Vor dem Ändern der MX-Einträge müssen Sie alle Nutzerkonten in der Google Admin-Konsole erstellt haben. Weitere Informationen dazu finden Sie im Hilfeartikel Nutzer einzeln hinzufügen. Bei sehr vielen Konten können Sie auch mehrere Nutzer gleichzeitig hinzufügen.

Auch Mailinglisten oder Aliasse in Ihrer Domain können Sie der Admin-Konsole hinzufügen.

Weitere Informationen:

Catchall-Adresse einrichten

Sie können eine Catchall-Adresse für Nachrichten einrichten, die an Adressen außerhalb Ihrer Domain gesendet werden. Weitere Informationen finden Sie unter E-Mail-Routing und -Zustellung.

MX-Einträge bei niedrigem E-Mail-Aufkommen ändern

Ändern Sie die MX-Einträge dann, wenn das E-Mail-Aufkommen niedrig ist, z. B. am Abend oder am Wochenende.

Wenn der Domainhost die Einträge für Sie ändert, kontaktieren Sie ihn frühzeitig und legen Sie eine Zeit fest, in der Ihre Organisation nicht viele E-Mails erhält.

Wichtige Kontakte über die Änderung benachrichtigen

Sie können Verwirrungen über unzustellbare Nachrichten vermeiden, indem Sie die wichtigsten Kontakte über die bevorstehende Änderung Ihres E-Mail-Systems informieren.

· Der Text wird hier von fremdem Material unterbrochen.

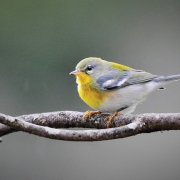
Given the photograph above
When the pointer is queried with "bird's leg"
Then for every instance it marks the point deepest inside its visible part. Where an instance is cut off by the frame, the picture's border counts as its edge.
(110, 118)
(90, 113)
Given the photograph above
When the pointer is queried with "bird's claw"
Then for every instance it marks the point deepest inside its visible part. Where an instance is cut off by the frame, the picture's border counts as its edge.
(89, 113)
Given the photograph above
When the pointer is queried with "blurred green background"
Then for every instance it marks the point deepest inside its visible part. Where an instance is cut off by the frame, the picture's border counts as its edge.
(42, 41)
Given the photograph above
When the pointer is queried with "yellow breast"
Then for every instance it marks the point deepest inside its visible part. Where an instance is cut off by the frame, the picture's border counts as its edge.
(91, 96)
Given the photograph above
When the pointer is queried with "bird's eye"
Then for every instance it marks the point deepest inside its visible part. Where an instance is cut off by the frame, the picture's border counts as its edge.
(89, 69)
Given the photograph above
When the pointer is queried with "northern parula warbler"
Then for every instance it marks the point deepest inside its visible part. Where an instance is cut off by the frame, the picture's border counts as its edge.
(110, 87)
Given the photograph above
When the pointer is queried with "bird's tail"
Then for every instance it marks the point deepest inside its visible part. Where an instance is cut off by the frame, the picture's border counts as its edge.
(167, 78)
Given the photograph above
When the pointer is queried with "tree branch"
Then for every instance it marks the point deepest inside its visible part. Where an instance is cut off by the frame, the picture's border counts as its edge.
(122, 126)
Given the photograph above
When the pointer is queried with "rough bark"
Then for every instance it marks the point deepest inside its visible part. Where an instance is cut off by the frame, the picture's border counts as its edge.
(46, 124)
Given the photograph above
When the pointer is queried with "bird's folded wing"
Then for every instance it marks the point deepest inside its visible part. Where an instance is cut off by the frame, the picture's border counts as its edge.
(116, 79)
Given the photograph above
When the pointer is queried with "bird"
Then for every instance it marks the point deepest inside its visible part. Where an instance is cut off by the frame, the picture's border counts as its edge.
(113, 88)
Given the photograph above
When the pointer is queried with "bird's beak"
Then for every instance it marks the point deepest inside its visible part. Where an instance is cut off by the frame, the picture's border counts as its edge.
(75, 72)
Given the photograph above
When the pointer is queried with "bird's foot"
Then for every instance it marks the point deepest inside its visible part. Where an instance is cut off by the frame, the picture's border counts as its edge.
(90, 113)
(110, 118)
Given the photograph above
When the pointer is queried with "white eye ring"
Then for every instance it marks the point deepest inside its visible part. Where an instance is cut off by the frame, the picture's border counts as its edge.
(89, 69)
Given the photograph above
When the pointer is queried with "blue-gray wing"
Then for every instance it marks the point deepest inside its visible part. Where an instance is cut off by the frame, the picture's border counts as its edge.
(115, 79)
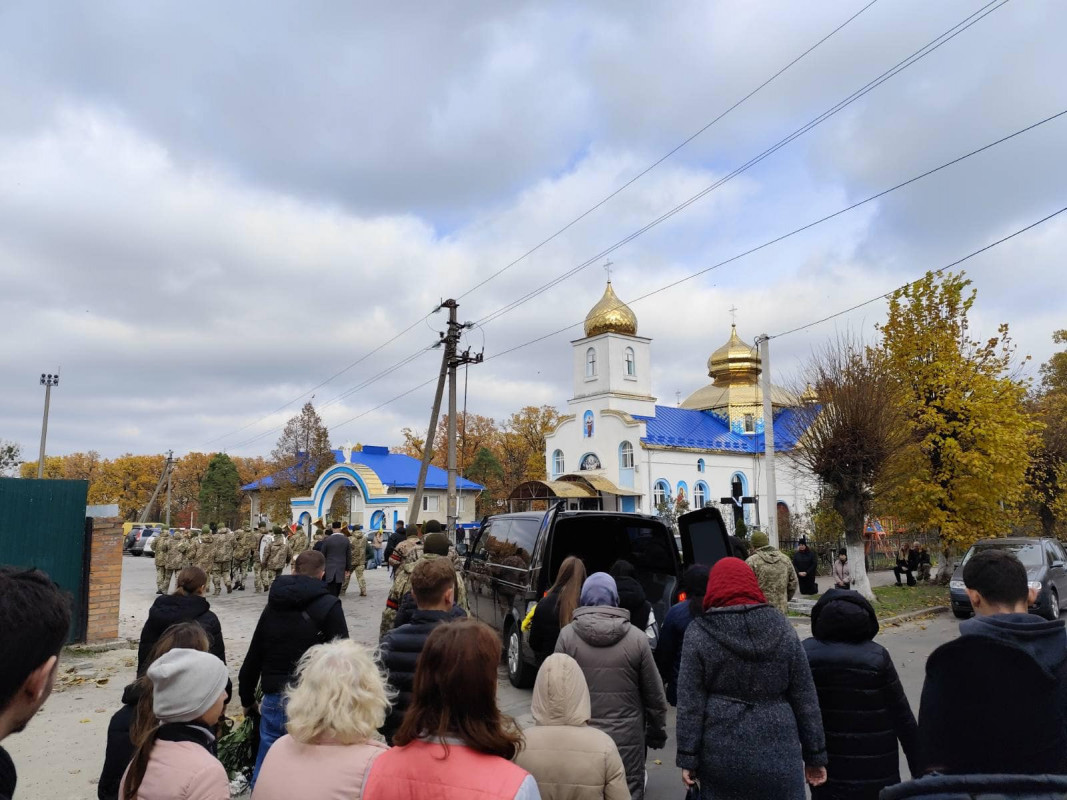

Achten Sie darauf, dass Sie dabei Folgendes mitteilen:

  • Datum und Uhrzeit der geplanten Änderung
  • Anleitung, wie zurückgewiesene Nachrichten noch einmal gesendet werden können
  • Alternative Kommunikationsmöglichkeiten für dringende Angelegenheiten

Tipp: Betonen Sie, dass es sich um eine sehr kurze Ausfallzeit handelt und keine Nachrichten verloren gehen, manche aber möglicherweise noch einmal gesendet werden müssen.